Which results make sense in this case? Consider a game AI. Yes, the player can move their analog stick all 360°. But does your AI need this much freedom? Or is N, NE, E, SE, S, SW, W, NW enough? This step needs experience and trial-and-error.

What is an LCS population?

The rule set of an LCS is called its population. Every rule only covers a small part of the problem space.

Each rule has several properties:

The condition, typically consisting of a set of properties and some wildcards. This can be much more complex, depending on your environment. Some LCS even use neural networks as conditions!
The result.
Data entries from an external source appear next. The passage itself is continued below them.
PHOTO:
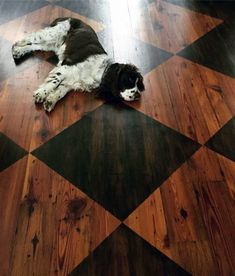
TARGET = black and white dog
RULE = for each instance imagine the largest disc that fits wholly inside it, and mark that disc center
(83, 64)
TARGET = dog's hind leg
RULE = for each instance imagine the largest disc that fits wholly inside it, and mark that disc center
(48, 39)
(54, 79)
(54, 96)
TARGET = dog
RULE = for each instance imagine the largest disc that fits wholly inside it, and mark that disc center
(83, 64)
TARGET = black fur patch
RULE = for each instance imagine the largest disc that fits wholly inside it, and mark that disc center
(81, 42)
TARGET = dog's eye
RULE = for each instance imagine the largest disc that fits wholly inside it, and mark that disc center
(131, 79)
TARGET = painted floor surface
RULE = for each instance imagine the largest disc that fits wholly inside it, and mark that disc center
(122, 189)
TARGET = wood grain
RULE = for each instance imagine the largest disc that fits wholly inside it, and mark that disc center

Depending on how you designed your outputs, this can be an action, a category, a function, ….
Its fitness. Often calculated from other parameters, like accuracy.
Its accuracy, which is the percentage of times the rule matched AND produced a correct result.
Its numerosity, describing the number of copies that exist. During the learning phase, a subsumption mechanism looks through the rules to see if one rule subsumes another, and in that case increases the numerosity and deletes the subsumed rule.
Other parameters like the age of the rule, its reward prediction, the accuracy of its reward prediction, and more, depending on the implementation details of the LCS.
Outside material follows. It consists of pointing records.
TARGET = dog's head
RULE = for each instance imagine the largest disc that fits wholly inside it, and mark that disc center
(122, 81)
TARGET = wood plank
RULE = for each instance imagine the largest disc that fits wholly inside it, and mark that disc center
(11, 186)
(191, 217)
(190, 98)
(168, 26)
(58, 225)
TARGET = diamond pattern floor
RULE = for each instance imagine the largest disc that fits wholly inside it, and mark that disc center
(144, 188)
Side note on accuracy: from an end-user perspective, we are only interested in the accuracy of the whole rule set, not individual rules. Individual rules have their accuracy and fitness parameters so the LCS can learn and improve its rule set.

How are LCS trained?

To train an LCS, we need several systems working together:

Covering, which creates a new rule when the population does not contain a matching rule for an input. The output of that new rule is the correct value, if available, or random otherwise.
Credit assignment, which updates the learning-related parameters of the rules in a match set [M] (its fitness and accuracy).
Subsumption, which checks the rule set for "duplicate rules": rules that have the same result, where the subsuming rule has the same or higher accuracy, and either (1) both rules have the same condition, or (2) where one rule has a broader condition that fully includes the other condition.
Rule discovery, a genetic algorithm that creates new rules from two rules from either [P] or [M]. It creates two new rules by randomly merging parts of the two rules (crossover), and then randomly mutating them. It returns parents and children to the population.
Deletion, which selects classifiers (rules) for deletion. It is commonly using roulette wheel selection where the probability of a rule being selected for deletion is inversely proportional to its fitness. Selecting a rule for deletion reduces its numerosity by one. If numerosity reaches zero, that rule is removed from the population.
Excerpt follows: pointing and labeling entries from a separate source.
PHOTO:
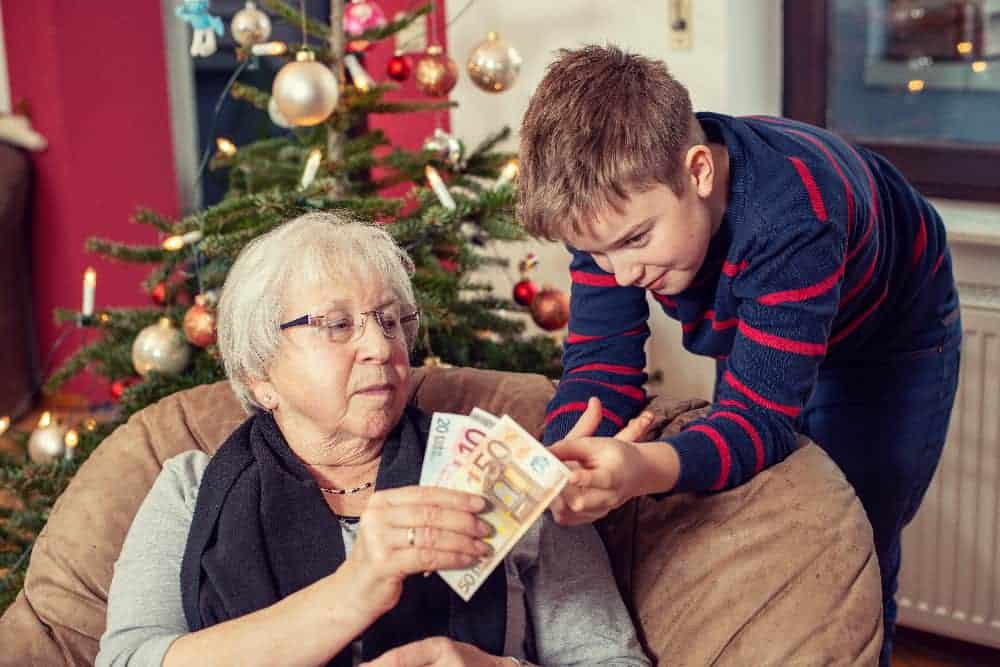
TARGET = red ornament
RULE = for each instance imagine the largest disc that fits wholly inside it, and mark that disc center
(525, 291)
(199, 324)
(550, 309)
(159, 293)
(399, 68)
(118, 387)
The training stops when a certain condition is met, e.g. an iteration count.

The rule set now still contains some bad and inexperienced rules (e.g. rules that were recently created). We now apply rule compaction to remove them.

Conclusion

An LCS is simple. It's a set of IF … THEN … rules that is under pressure by a genetic algorithm. Nothing more.

The resulting rule set is much is easier to understand than the weighted graph of a neural network.

Of course, you can make LCS as complex as you want. But the core idea is beautifully simple.

In the upcoming articles in this series, we will further explore the applications of LCS, the available frameworks, and we'll implement our own LCS with Node.js.